En 2023, la Belgique avait refusé l’agrément de Vincent Karega, choisi par KIGALI comme ambassadeur à BRUXELLES, qui avait occupé la même fonction à KINSHASA avant d'en être expulsé fin octobre 2022, ce qui a encore aggravé les relations entre les deux pays. C'est donc « la réponse du berger à la bergère ».

 

Certains pensent que l’Europe est en train de se faire humilier dans ce dossier et fait preuve de faiblesse, en se faisant dicter la marche à suivre par le Rwanda, déjà coutumier des ingérences comme l’a démontré l’enquête « Rwanda Classified » de Forbidden Stories en mai.

À l'inverse, certains affirment qu'un diplomate belge n’aurait pas dû être présélectionné pour une telle fonction, estime-t-on au service d’action extérieure européen, remarque qui apparaît surprenante quand on connaît le passé diplomatique du candidat qui a conduit le mécanisme de suivi et d'application de l'accord-cadre d'Addis-Abeba. Plusieurs États membres ont ainsi réclamé un profil plus neutre.

 

Plusieurs sources diplomatiques à Bruxelles ont exprimé leur frustration face à la capacité du Rwanda à influencer une décision interne de l’UE, un acte perçu comme une atteinte à la souveraineté diplomatique de l’Union. Un diplomate européen cité par Le Monde a déclaré que « laisser un pays tiers dicter notre conduite envoie un très mauvais message ».

« Le choix de M. Quintin par le panel de sélection était unanime et était connu de très peu de personnes, confie un diplomate au courant de l’affaire. Comment M. Kagame l’a-t-il appris ? Que le Rwanda fasse ensuite pression pour éviter la nomination d’un envoyé spécial dans la région, c’est son droit, mais il n’aurait jamais dû être informé si tôt de cette nomination. »

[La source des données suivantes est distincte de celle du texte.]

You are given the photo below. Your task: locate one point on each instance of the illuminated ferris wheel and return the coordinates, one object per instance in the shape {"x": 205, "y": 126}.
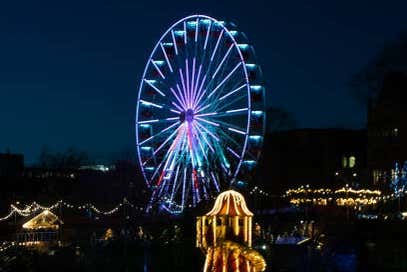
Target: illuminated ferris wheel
{"x": 200, "y": 112}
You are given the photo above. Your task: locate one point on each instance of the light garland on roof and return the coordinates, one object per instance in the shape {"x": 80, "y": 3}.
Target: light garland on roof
{"x": 345, "y": 196}
{"x": 34, "y": 208}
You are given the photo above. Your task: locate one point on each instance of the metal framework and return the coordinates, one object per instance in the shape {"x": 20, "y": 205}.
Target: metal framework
{"x": 200, "y": 112}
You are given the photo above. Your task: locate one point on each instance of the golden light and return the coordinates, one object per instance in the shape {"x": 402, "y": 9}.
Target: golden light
{"x": 225, "y": 235}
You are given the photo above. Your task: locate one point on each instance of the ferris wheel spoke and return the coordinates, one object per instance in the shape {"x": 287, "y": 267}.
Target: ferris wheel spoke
{"x": 224, "y": 80}
{"x": 175, "y": 43}
{"x": 215, "y": 182}
{"x": 151, "y": 82}
{"x": 177, "y": 97}
{"x": 157, "y": 68}
{"x": 233, "y": 152}
{"x": 222, "y": 61}
{"x": 187, "y": 89}
{"x": 224, "y": 107}
{"x": 232, "y": 127}
{"x": 232, "y": 92}
{"x": 194, "y": 87}
{"x": 205, "y": 139}
{"x": 183, "y": 86}
{"x": 207, "y": 131}
{"x": 207, "y": 34}
{"x": 217, "y": 44}
{"x": 158, "y": 134}
{"x": 166, "y": 141}
{"x": 193, "y": 102}
{"x": 191, "y": 88}
{"x": 166, "y": 57}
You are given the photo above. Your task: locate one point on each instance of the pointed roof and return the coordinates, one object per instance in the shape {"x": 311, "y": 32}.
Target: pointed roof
{"x": 44, "y": 220}
{"x": 230, "y": 203}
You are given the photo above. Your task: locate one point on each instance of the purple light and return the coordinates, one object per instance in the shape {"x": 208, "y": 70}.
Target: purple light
{"x": 158, "y": 69}
{"x": 178, "y": 99}
{"x": 232, "y": 92}
{"x": 237, "y": 131}
{"x": 173, "y": 40}
{"x": 233, "y": 152}
{"x": 217, "y": 44}
{"x": 226, "y": 78}
{"x": 207, "y": 34}
{"x": 222, "y": 61}
{"x": 166, "y": 57}
{"x": 149, "y": 82}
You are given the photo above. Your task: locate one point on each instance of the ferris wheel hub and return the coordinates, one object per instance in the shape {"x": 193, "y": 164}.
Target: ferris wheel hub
{"x": 187, "y": 115}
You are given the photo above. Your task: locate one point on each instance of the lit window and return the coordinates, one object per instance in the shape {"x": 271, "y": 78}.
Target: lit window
{"x": 344, "y": 162}
{"x": 352, "y": 161}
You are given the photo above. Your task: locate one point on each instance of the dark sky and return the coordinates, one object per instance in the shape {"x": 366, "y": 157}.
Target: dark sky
{"x": 69, "y": 70}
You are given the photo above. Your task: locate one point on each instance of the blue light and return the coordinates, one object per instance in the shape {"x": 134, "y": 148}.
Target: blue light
{"x": 255, "y": 137}
{"x": 191, "y": 23}
{"x": 257, "y": 113}
{"x": 179, "y": 32}
{"x": 256, "y": 87}
{"x": 206, "y": 21}
{"x": 243, "y": 46}
{"x": 159, "y": 62}
{"x": 250, "y": 162}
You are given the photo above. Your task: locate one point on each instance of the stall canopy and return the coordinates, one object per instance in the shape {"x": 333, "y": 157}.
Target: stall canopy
{"x": 43, "y": 221}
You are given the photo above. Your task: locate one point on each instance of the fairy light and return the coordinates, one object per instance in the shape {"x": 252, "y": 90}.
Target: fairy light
{"x": 35, "y": 208}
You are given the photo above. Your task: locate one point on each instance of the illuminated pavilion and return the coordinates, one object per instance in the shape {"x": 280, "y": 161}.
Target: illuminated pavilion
{"x": 225, "y": 236}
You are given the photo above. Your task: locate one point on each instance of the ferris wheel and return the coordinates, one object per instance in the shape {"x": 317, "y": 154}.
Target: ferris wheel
{"x": 200, "y": 112}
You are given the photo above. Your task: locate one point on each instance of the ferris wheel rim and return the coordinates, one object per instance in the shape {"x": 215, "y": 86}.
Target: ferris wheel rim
{"x": 247, "y": 83}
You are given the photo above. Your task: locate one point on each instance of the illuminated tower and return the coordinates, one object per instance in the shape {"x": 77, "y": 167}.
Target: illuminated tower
{"x": 225, "y": 236}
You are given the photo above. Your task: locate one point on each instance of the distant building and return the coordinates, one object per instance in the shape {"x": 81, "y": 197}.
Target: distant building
{"x": 11, "y": 165}
{"x": 318, "y": 157}
{"x": 387, "y": 129}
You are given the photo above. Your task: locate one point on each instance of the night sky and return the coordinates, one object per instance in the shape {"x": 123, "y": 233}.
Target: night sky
{"x": 69, "y": 70}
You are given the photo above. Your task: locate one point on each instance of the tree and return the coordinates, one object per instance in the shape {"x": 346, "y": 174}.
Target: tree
{"x": 279, "y": 119}
{"x": 392, "y": 58}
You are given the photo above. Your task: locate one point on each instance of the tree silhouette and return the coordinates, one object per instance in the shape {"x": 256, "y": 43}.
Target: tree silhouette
{"x": 392, "y": 58}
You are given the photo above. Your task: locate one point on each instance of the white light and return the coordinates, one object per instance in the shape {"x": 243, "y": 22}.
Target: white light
{"x": 237, "y": 131}
{"x": 237, "y": 110}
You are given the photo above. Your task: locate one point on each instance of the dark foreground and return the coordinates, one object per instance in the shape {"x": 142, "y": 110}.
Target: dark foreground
{"x": 358, "y": 246}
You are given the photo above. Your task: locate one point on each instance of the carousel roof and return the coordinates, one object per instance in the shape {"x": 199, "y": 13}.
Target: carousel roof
{"x": 44, "y": 220}
{"x": 230, "y": 203}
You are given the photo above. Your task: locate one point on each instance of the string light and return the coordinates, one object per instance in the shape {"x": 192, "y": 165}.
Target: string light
{"x": 34, "y": 208}
{"x": 345, "y": 196}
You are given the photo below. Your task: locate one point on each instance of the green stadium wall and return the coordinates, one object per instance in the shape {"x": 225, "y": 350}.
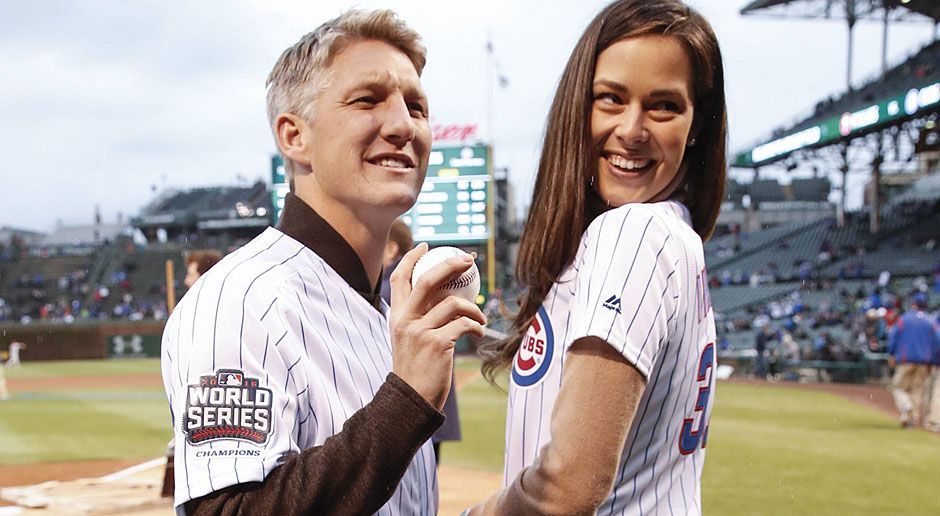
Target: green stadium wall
{"x": 86, "y": 341}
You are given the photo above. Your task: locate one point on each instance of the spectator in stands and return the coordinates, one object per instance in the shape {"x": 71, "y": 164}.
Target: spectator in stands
{"x": 764, "y": 336}
{"x": 198, "y": 262}
{"x": 791, "y": 350}
{"x": 913, "y": 344}
{"x": 14, "y": 354}
{"x": 933, "y": 411}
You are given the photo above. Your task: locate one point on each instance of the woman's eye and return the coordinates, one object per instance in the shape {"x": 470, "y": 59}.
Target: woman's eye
{"x": 607, "y": 98}
{"x": 666, "y": 106}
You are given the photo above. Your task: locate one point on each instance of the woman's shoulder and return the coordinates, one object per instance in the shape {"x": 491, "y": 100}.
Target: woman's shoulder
{"x": 659, "y": 217}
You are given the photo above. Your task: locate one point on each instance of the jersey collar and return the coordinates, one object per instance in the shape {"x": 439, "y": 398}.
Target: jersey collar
{"x": 300, "y": 222}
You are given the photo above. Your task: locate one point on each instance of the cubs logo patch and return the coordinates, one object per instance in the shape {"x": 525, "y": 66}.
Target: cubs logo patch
{"x": 534, "y": 356}
{"x": 227, "y": 405}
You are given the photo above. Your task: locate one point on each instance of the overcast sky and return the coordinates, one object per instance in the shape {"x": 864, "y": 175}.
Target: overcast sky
{"x": 102, "y": 102}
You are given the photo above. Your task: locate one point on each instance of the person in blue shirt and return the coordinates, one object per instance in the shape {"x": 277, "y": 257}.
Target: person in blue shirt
{"x": 914, "y": 345}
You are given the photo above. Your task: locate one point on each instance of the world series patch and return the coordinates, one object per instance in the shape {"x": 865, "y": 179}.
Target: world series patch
{"x": 227, "y": 405}
{"x": 534, "y": 357}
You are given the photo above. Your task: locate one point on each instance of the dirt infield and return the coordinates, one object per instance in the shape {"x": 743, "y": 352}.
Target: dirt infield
{"x": 460, "y": 487}
{"x": 874, "y": 396}
{"x": 136, "y": 381}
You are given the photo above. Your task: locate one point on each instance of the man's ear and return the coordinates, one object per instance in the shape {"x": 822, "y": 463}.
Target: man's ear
{"x": 289, "y": 130}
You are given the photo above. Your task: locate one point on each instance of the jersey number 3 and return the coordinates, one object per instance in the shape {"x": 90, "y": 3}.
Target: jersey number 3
{"x": 689, "y": 439}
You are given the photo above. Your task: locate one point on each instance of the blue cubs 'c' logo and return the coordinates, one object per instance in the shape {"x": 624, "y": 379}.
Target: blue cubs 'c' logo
{"x": 534, "y": 357}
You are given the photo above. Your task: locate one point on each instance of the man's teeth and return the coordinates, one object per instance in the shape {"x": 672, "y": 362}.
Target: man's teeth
{"x": 629, "y": 164}
{"x": 391, "y": 162}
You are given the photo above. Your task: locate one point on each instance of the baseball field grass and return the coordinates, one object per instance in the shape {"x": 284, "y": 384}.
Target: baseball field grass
{"x": 61, "y": 418}
{"x": 771, "y": 450}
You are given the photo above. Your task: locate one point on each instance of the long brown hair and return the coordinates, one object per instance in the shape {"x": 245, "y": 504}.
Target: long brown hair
{"x": 563, "y": 204}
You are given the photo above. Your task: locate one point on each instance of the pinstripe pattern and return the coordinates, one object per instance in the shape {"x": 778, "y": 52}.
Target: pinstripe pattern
{"x": 648, "y": 257}
{"x": 276, "y": 311}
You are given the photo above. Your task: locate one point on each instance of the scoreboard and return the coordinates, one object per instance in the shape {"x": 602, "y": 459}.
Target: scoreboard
{"x": 454, "y": 203}
{"x": 453, "y": 206}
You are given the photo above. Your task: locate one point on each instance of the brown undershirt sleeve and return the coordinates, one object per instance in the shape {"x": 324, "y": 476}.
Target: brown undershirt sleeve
{"x": 356, "y": 470}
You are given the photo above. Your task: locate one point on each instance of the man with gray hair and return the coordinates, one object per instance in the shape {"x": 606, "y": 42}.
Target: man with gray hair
{"x": 293, "y": 387}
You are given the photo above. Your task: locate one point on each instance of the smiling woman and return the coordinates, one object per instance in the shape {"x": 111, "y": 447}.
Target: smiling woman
{"x": 641, "y": 123}
{"x": 615, "y": 336}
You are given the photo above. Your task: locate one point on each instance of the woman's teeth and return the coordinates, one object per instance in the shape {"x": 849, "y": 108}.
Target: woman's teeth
{"x": 394, "y": 163}
{"x": 628, "y": 164}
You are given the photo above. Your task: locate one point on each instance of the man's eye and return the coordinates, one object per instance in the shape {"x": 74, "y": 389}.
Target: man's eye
{"x": 417, "y": 109}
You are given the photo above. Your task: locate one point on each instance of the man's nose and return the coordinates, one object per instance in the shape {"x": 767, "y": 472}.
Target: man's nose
{"x": 398, "y": 127}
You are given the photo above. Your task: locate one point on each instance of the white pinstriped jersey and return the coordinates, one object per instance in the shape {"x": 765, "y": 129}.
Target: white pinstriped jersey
{"x": 638, "y": 281}
{"x": 269, "y": 354}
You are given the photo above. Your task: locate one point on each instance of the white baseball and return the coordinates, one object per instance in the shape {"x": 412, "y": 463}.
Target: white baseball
{"x": 467, "y": 285}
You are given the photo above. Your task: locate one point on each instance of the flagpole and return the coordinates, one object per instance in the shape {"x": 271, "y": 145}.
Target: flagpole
{"x": 489, "y": 86}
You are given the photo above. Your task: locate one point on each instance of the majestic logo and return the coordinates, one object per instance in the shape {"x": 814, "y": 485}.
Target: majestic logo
{"x": 534, "y": 357}
{"x": 613, "y": 303}
{"x": 227, "y": 405}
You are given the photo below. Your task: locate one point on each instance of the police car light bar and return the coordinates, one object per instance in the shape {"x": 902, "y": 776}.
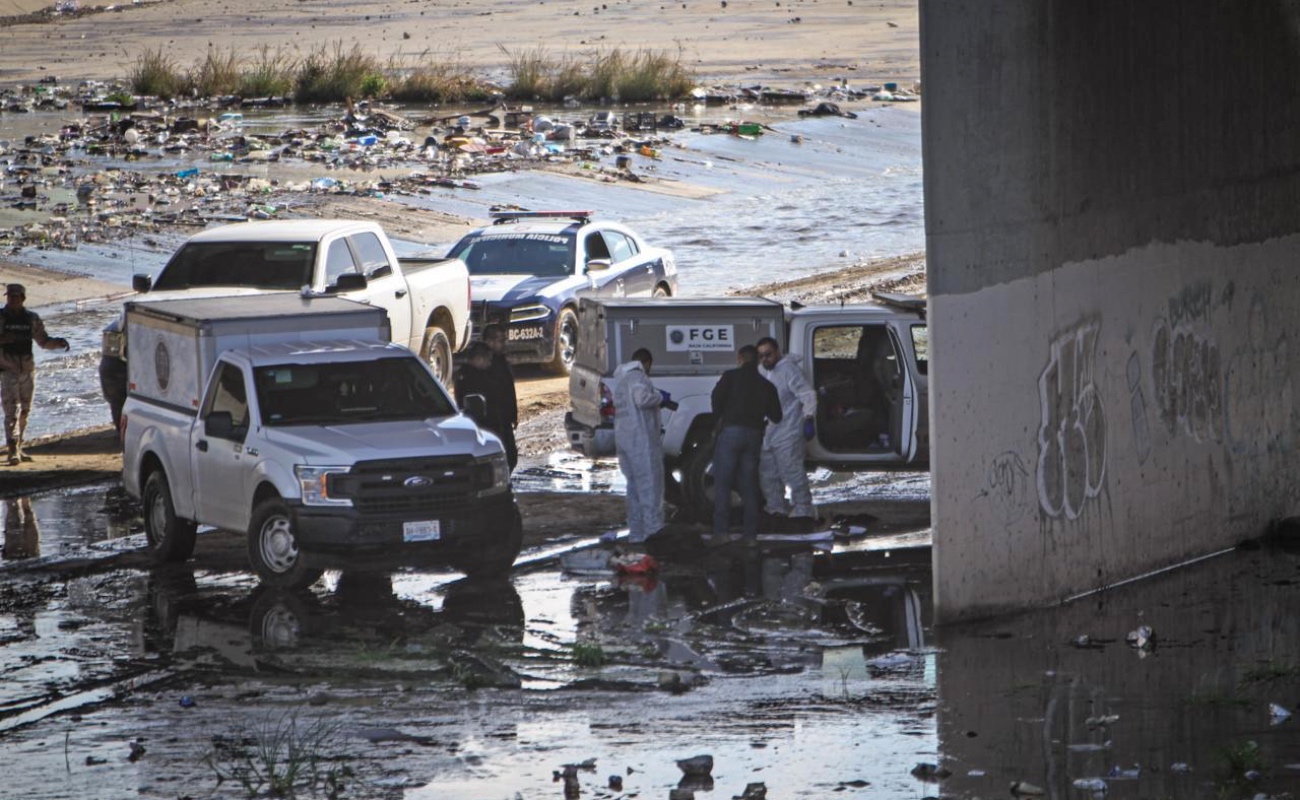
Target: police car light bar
{"x": 506, "y": 216}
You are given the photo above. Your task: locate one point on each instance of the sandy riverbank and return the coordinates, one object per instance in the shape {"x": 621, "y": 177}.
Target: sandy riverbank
{"x": 752, "y": 40}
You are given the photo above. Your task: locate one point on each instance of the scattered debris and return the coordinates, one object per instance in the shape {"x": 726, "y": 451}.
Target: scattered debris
{"x": 696, "y": 765}
{"x": 930, "y": 773}
{"x": 1026, "y": 790}
{"x": 1143, "y": 638}
{"x": 1278, "y": 714}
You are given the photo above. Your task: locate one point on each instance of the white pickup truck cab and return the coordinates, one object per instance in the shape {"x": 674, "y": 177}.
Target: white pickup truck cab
{"x": 869, "y": 363}
{"x": 295, "y": 420}
{"x": 427, "y": 298}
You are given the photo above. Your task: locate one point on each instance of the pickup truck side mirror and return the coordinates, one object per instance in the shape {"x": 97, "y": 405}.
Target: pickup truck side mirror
{"x": 350, "y": 281}
{"x": 476, "y": 406}
{"x": 219, "y": 424}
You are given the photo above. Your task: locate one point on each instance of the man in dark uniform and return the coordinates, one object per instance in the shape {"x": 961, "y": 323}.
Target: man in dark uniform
{"x": 20, "y": 329}
{"x": 476, "y": 377}
{"x": 742, "y": 402}
{"x": 503, "y": 380}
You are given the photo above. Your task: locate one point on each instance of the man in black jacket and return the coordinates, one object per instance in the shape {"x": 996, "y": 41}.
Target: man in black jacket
{"x": 503, "y": 381}
{"x": 20, "y": 329}
{"x": 742, "y": 402}
{"x": 476, "y": 377}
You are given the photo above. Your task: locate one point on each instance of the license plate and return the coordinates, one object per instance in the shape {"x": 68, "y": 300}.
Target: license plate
{"x": 533, "y": 332}
{"x": 429, "y": 530}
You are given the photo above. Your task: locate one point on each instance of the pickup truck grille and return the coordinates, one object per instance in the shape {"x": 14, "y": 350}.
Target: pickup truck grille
{"x": 414, "y": 487}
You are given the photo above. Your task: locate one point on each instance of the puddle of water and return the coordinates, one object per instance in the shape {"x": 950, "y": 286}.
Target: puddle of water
{"x": 818, "y": 673}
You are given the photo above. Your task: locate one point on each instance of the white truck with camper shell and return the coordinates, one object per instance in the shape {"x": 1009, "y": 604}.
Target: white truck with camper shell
{"x": 427, "y": 298}
{"x": 298, "y": 422}
{"x": 866, "y": 360}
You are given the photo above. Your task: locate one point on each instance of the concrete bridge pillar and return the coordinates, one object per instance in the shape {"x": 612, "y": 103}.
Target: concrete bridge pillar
{"x": 1113, "y": 240}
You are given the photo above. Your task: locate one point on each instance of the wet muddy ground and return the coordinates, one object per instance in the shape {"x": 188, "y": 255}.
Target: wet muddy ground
{"x": 813, "y": 671}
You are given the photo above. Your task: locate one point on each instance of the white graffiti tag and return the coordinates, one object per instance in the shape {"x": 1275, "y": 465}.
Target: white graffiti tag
{"x": 1073, "y": 432}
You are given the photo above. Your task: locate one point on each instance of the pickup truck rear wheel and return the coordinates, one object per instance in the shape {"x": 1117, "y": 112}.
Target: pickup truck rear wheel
{"x": 273, "y": 548}
{"x": 495, "y": 560}
{"x": 566, "y": 342}
{"x": 437, "y": 354}
{"x": 170, "y": 539}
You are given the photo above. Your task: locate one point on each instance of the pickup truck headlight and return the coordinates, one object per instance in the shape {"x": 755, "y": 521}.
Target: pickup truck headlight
{"x": 499, "y": 470}
{"x": 313, "y": 484}
{"x": 529, "y": 312}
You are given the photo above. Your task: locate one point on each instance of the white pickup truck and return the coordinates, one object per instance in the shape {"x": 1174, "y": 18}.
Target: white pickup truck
{"x": 427, "y": 298}
{"x": 298, "y": 422}
{"x": 866, "y": 360}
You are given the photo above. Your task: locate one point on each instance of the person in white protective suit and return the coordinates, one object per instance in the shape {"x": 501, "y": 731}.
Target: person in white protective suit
{"x": 640, "y": 445}
{"x": 781, "y": 461}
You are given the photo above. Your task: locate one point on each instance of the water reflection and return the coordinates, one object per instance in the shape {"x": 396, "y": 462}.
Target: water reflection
{"x": 66, "y": 522}
{"x": 1030, "y": 699}
{"x": 360, "y": 627}
{"x": 21, "y": 535}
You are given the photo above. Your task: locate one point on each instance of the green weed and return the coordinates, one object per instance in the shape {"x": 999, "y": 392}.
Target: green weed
{"x": 155, "y": 73}
{"x": 589, "y": 654}
{"x": 278, "y": 757}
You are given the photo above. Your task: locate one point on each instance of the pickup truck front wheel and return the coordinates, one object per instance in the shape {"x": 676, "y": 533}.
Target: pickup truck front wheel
{"x": 497, "y": 558}
{"x": 566, "y": 342}
{"x": 170, "y": 539}
{"x": 697, "y": 481}
{"x": 273, "y": 548}
{"x": 437, "y": 354}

« Cette procédure a été une disgrâce », peste un autre diplomate européen à Bruxelles. « Laisser un pays tiers nous dicter notre conduite envoie un très mauvais message. Un tel processus de recrutement ne peut pas se reproduire. Ce n’est pas possible », renchérit une troisième source diplomatique, qui appelle à la nomination d’un nouvel envoyé spécial le plus rapidement possible.

« Avec le Rwanda, vous avez deux options : soit vous vous opposez et vous vous faites respectez, soit vous cédez, et vous vous faites marcher sur les pieds, relève un diplomate expérimenté. L’Europe a choisi la pire option. »

 

Il apparait que le Président français Emmanuel Macron, en perpétuelle repentance face au Rwanda, comme le souligne sa politique diplomatique de ces dernières années et sa déclaration polémique du 04 avril dernier en partie contredite par sa vidéo du 07 avril, a fait pencher la balance en faveur de Paul Kagame. Toujours la pratique du « en même temps » qui consiste à faire plaisir aux deux parties, mais cela ne fait pas une politique diplomatique cohérente et efficace.